In the U.S., only about half of those 18-24 years old (54%) are employed – according to a recent study by the PEW Research Center. In many countries, the jobless rate of this young adult generation is even greater. Michael Schuman’s article “The Jobless Generation” in Time Magazine is shocking. Schuman cites figures from the International Labor Organization revealing “75 million people ages 15-24 are unemployed globally – or 2 out of every 5 jobless – and there is little hope of significant improvement.”
The X Factor
There is a great opportunity hidden in this challenge. This same generation is strongly cause related. Landmark research like David Kinnaman’s You Lost Me shows that this generation wants to make a difference. Scott worked hard at school in order to make a living. Perhaps the hidden opportunity in the dismal job market is the chance to make an impact.
Advanced degrees promote more education, more information. Typical resumes include areas of study, grade point averages, and part-time employment histories. These academic and skill reports are important, but in an employer’s market of a tight economy, there is another factor. Call it the X Factor: Character. So you – like many – have invested in academics. You have a short history of part-time jobs. What are your values? What about your worldview? What is the depth of your attitude?
It’s called character formation. You went to school and prepared to make a living. What have you invested in your preparation to make a life? These are questions that the 20-something generation should be asking.
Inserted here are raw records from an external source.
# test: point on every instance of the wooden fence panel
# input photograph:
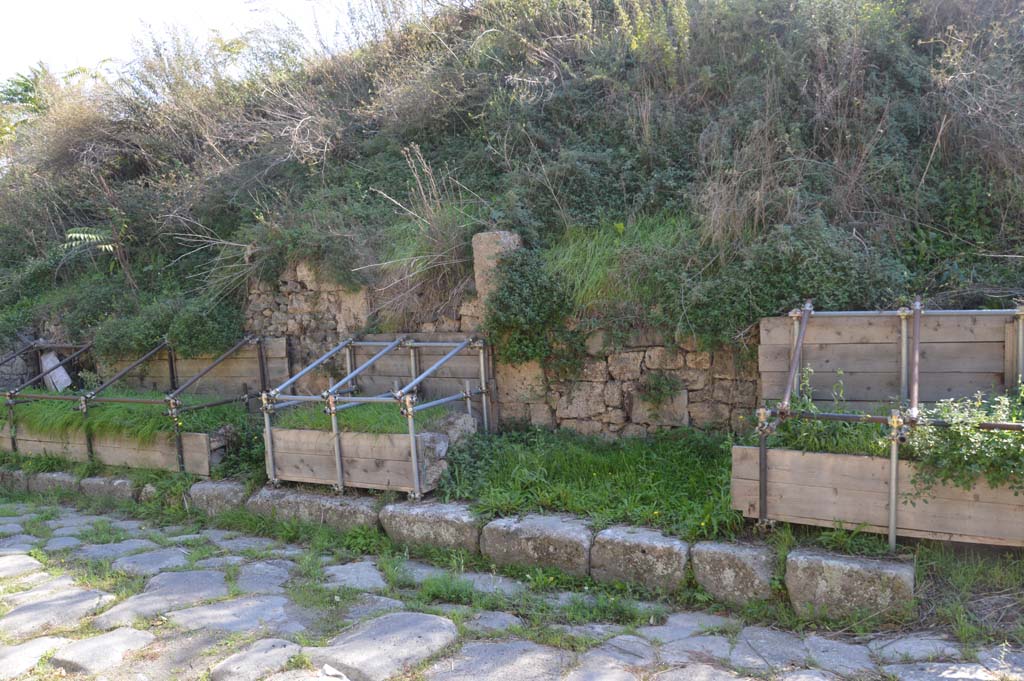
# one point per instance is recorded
(820, 488)
(232, 377)
(961, 354)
Nick spent two years at a university, got wrapped up in the party culture, and began delivering pizza to get out of debt. Then Nick made a character-building decision and joined a faith-based, 10-month boot-camp-type experience called SEND North America “ I’ve learned who I am, my strengths, and the importance of values,” he says. Those who knew Nick before saw he had untapped potential. The X Factor – the release of “character confidence” is obvious when you see him at the end of the ten-month SEND experience. “I don’t know what path my future will take,” he says, “but I’ll never be the same. Before, I didn’t feel I had a direction. Now I see my biggest challenge as the many choices I have.” Potential employers will spot the X Factor in Nick in the first 30 seconds. Character development – you can feel the difference. Those who have invested in character development will make a difference. It just may be what this world needs the most.